La rédemption nous vient sous la forme du mode Playgrounds, qui s’avère probablement le plus arcade de tous. Ici, DiRT 5 lorgne ostensiblement du côté de Trackmania avec un nouveau gameplay qui s’articule autour du contre-la-montre sur des pistes incroyables réalisées par d’autres joueurs via un éditeur intégré dans le jeu. Ce dernier est d’ailleurs vraiment facile à prendre en mains, et la communauté s’en est donnée à cœur joie avec des tas de défis à remplir. Débarrassé de l’IA moisie et des concurrents malveillants, on peut enfin goûter aux joies du pilotage arcade dans des terrains de jeux toujours plus torturés. Pistes hyper étroites remplies d’obstacles, sauts monstrueux, parcours façon circuit Hot Wheels, le mode Playground est hyper riche et dispose des outils nécessaires pour orienter le joueur dans la jungle du contenu.

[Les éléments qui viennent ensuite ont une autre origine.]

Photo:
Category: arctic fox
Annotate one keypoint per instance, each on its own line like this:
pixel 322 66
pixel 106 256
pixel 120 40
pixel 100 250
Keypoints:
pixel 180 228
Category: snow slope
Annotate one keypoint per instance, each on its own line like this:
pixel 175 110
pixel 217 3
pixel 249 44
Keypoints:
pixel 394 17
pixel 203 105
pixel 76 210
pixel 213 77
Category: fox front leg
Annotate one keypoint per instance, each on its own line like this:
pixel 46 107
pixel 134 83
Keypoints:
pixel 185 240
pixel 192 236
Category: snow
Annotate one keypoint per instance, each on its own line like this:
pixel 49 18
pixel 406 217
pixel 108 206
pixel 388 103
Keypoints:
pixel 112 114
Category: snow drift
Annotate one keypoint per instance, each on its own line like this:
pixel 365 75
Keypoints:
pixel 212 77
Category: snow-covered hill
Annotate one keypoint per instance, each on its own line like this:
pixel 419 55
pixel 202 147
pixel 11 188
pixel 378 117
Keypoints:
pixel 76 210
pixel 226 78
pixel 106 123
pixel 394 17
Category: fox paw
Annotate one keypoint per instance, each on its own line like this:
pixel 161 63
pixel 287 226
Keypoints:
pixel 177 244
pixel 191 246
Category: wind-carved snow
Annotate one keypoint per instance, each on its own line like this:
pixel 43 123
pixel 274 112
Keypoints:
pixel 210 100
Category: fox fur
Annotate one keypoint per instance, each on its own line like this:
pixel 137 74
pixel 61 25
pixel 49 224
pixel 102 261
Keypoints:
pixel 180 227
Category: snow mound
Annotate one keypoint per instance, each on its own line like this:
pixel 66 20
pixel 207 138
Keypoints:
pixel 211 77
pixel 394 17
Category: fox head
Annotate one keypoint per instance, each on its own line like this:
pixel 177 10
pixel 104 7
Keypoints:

Il sera possible de filtrer par type d’épreuve, de voiture, et bien plus encore pour trouver de nouvelles activités. Mieux, lorsqu’on like une épreuve qu’on vient de finir, le système se débrouille pour nous proposer des activités similaires, et la pertinence de l’offre s’avère tout à fait réjouissante.  Bref, c’est donc ici qu’on passera le plus clair de notre temps, même si on n’a pas encore trouvé de niveau qui intègre les changements de météo et le cycle jour/nuit. On espère que ces features seront apportées, et qu’elles ne resteront pas cantonnées aux modes solo et multi du titre.